Many software vendors are now embracing licencing metrics that incorporate the requirements of a virtual environment. Oracle, Microsoft and IBM are just three of the many vendors who have accepted that they have to move away from tying their software licences to physical devices or processors. Licencing software in a virtual environment based on processors can add up fast so it’s a good idea to look at negotiating software licences based on named users.  Data volume is going up fast for many organisations which in turn requires more processors, even though the number of actual users may stay the same or actually be decreasing. And one other point; Silver Bullet Associates is aware that some suppliers support contracts are not written to incorporate virtual licences and could cause a cost problem when the supplier insists the client revert the support contract from virtual to physical licenses before addressing the original issue.

Green shoots in the Security software market

June 22nd, 2009

According to Gartner, business spending on security software is increasing despite the economic downturn. Bucking the recession, growth of 18.6% for worldwide security software sales in 2008 to $13.5bn shows that security remains a priority for CIOs and IT security managers. Data security, compliance, privacy and increasingly sophisticated and targeted cyber attacks are fueling the growth of IT security software spending. Security firm Symantec continues to lead the market with a 22% share, followed by McAfee (10.9%), Trend Micro (7%), IBM (5.1%) and EMC (4%). Competition is fierce in this market and also having a whole raft of smaller vendors nipping at the heels of the largest vendors gives negotiators plenty of scope to play one vendor off against another. If security software is on your shopping list for 2009, then take the advice of Mark Bartrick, Managing Director of Silver Bullet Associates and make sure you use competition as leverage. 

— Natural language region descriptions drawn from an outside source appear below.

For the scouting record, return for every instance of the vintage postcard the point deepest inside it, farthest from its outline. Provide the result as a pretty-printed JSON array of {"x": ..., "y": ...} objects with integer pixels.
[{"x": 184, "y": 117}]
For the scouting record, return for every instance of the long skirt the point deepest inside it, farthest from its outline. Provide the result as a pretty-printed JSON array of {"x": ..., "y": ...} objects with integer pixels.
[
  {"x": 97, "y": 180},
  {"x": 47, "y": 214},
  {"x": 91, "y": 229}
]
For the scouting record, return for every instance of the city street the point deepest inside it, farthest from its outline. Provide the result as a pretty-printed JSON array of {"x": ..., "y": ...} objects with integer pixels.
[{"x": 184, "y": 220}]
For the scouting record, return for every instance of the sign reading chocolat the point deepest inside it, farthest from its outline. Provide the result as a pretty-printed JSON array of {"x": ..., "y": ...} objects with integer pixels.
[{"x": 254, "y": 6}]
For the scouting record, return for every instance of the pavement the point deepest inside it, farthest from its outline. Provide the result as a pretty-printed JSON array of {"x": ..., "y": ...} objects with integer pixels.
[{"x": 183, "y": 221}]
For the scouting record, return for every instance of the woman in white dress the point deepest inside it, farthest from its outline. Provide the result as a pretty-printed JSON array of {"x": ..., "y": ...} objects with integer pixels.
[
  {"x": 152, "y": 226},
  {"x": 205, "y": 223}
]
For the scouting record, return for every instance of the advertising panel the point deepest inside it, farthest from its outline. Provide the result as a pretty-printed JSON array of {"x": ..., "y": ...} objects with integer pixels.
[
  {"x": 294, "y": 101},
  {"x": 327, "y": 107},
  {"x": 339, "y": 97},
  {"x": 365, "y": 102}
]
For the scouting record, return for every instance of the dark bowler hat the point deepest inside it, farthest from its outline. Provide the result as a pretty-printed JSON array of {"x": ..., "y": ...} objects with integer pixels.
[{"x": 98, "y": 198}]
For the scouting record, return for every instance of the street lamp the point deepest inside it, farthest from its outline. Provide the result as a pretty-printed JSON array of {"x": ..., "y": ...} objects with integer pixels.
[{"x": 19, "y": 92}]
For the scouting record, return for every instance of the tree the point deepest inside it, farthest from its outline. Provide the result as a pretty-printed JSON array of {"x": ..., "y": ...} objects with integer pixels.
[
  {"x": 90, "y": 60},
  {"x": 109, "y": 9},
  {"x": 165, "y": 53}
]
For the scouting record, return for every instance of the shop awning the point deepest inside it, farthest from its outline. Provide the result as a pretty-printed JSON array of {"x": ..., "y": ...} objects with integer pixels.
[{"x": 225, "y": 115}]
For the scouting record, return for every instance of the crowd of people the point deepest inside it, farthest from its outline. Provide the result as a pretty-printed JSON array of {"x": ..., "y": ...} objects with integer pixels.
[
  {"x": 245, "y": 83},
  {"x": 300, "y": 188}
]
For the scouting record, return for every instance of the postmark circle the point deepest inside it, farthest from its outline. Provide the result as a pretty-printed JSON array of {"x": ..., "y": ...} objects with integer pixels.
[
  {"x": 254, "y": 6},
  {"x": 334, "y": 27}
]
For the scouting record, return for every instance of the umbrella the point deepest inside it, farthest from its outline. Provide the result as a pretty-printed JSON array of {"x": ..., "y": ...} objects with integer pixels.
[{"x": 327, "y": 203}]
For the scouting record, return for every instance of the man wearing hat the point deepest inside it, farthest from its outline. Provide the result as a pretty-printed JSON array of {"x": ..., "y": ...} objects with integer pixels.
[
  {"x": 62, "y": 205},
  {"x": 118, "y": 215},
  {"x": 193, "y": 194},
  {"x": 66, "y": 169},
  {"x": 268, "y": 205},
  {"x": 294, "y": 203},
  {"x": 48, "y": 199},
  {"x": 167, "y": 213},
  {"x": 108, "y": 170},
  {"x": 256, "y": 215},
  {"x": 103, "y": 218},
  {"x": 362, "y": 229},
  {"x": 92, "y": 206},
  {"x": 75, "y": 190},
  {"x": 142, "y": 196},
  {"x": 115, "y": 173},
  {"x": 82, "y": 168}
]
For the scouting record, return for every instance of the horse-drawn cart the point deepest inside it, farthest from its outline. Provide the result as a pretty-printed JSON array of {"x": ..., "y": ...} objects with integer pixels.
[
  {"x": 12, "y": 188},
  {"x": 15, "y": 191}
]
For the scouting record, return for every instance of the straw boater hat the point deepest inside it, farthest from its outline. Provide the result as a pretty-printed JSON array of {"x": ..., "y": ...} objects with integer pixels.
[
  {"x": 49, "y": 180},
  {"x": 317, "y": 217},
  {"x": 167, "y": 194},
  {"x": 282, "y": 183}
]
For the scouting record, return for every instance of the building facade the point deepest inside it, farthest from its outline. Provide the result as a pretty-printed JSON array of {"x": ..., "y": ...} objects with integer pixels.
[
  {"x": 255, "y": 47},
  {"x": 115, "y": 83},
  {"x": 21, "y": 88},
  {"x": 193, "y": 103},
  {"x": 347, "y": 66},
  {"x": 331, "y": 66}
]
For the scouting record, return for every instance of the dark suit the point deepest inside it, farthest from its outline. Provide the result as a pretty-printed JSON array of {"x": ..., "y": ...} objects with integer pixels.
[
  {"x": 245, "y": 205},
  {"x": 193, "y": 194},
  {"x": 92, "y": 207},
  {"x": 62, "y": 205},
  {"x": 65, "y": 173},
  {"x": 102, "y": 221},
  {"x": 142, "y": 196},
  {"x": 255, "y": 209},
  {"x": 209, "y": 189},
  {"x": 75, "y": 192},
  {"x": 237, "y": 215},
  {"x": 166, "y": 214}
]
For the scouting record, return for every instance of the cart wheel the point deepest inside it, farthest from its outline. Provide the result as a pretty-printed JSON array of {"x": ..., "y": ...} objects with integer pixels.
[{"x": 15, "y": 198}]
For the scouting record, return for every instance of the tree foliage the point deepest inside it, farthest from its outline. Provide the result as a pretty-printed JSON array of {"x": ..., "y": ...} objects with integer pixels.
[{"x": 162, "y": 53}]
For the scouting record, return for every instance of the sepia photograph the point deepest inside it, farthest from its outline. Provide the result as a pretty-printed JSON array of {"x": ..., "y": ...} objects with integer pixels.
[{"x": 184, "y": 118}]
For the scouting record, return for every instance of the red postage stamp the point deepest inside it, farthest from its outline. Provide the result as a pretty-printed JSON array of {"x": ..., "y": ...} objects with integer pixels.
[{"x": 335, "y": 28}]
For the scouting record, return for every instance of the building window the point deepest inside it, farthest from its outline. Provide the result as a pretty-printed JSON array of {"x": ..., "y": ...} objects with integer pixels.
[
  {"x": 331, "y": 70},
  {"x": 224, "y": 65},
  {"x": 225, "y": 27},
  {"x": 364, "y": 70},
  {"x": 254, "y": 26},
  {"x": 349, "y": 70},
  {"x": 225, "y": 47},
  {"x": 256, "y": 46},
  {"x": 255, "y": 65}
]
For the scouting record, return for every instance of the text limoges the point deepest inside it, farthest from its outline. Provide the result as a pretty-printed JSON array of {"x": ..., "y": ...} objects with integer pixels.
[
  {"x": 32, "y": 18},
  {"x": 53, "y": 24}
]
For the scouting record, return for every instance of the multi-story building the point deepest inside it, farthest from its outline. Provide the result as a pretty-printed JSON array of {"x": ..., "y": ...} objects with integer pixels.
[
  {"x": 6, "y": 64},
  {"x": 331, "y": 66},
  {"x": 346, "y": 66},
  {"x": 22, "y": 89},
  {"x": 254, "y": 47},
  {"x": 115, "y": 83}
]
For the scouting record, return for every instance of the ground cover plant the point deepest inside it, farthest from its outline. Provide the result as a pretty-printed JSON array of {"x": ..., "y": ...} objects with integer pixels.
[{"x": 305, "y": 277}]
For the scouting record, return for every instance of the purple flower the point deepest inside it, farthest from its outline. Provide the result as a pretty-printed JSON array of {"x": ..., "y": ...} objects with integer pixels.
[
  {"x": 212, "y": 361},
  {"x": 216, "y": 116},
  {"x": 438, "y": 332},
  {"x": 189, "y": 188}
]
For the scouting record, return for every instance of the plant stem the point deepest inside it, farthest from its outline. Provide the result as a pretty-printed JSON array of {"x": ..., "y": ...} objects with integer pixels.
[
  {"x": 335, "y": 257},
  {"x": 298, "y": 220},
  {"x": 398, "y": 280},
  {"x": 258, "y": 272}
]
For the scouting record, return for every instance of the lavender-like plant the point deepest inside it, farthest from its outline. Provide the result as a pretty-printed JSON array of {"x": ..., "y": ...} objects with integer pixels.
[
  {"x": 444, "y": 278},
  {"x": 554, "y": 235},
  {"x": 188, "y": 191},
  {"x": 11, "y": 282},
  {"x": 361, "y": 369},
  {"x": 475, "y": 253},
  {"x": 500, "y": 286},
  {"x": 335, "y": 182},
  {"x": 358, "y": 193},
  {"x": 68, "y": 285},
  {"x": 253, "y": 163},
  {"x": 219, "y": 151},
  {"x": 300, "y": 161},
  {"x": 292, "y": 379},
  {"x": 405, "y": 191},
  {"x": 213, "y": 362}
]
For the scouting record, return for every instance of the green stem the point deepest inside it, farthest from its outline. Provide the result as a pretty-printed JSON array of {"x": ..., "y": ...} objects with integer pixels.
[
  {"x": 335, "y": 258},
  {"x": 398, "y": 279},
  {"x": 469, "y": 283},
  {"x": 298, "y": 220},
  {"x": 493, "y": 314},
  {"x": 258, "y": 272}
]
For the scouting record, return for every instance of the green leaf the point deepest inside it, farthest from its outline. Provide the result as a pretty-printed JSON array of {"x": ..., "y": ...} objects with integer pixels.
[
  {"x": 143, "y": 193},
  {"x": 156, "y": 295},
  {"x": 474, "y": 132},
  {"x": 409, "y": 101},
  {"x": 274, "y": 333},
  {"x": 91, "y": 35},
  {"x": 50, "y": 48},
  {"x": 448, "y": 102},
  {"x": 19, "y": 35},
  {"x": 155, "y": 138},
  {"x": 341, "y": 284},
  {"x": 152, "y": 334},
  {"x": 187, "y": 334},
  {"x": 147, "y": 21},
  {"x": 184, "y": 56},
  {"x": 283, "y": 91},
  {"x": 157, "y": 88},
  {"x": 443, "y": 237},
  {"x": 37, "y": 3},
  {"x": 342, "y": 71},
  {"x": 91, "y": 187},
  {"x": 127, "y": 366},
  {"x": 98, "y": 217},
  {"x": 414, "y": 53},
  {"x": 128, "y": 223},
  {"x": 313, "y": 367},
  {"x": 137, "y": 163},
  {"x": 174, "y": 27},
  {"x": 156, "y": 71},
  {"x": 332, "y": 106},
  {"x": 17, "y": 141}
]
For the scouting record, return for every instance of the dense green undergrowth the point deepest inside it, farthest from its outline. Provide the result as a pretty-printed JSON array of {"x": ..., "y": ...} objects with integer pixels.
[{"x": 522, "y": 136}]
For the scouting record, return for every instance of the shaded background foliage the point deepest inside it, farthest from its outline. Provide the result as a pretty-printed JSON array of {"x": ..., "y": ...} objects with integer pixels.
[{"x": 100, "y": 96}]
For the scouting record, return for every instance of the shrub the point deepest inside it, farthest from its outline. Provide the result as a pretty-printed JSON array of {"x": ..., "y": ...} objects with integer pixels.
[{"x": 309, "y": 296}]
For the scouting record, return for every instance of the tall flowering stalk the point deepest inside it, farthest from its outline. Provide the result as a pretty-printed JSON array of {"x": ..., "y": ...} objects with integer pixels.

Oracle buys Sun Microsystems

April 29th, 2009

Oracle Corporation is to buy Sun Microsystems in a deal worth $7.4 billion. The deal comes a fortnight after talks between IBM and Sun collapsed, following IBM’s decision to significantly lower its offer. It will give Oracle access to Sun’s strategically important Java and Solaris technologies, which underpin the Oracle database. Negotiation tip: Try to spread your spend across the new IT supplier landscape of the ‘big four’ of IBM, HP, Oracle and Microsoft to increase competition and to give your leverage at the negotiation table.

IBM Sun still talking?

April 16th, 2009

News and rumour from the USA sggests that IBM is ready to resume Sun takeover talks. Ten days ago negotiations broke after the two companies supposedly failed to agree on a price and other terms of a proposed acquisition. IBM apparently would go no higher than $7 billion, which Sun saw as under-valuing a business with $2.7 billion reserves in cash and short-term investments. In an indication of what the market is planning should Sun fail to find a buyer, Dell has launched a marketing offensive against the company with a campaign to offer Sun customers “an immediate path from legacy data centres to more open, flexible standards-based technology.” This may well throw up some interesting cost reduction opportunities for canny negotiators; either by swiching from Sun to a lower priced Dell alternative or by using Dell as a threat to encourage Sun to reduce their existing prices. What ever happens, it will be an interesting period ahead for Sun users.

Is the IBM-Sun deal off?

April 6th, 2009

According to US news agencies, takeover talks have broken down between Sun Microsystems and IBM,  with the two companies failing to agree on a price and other terms of an acquisition. Sun’s negotiators have apparently terminated IBM’s exclusivity agreement, opening the company up to merger talks with other parties. Analysts have suggested Japanese server maker Fujistu could make a move, being the largest OEM of Sun’s Solaris operating system. Other potential buyers could include Hewlett-Packard, Cisco or even Dell. Whatever the eventual outcome, Sun finds itself in desperate straits, having lost nearly $1.9 billion in its last two quarters and so far this year cutting headcount by 2,800 employees as it tries to pare down overheads to balance its declining sales revenue. With this developing situation, anyone looking to buy Sun in the next few weeks and months should be careful about what kind of deal they enter into. They should also be wary of any long term contractual commitments that may need to be honoured by any organisation that ends up buying Sun.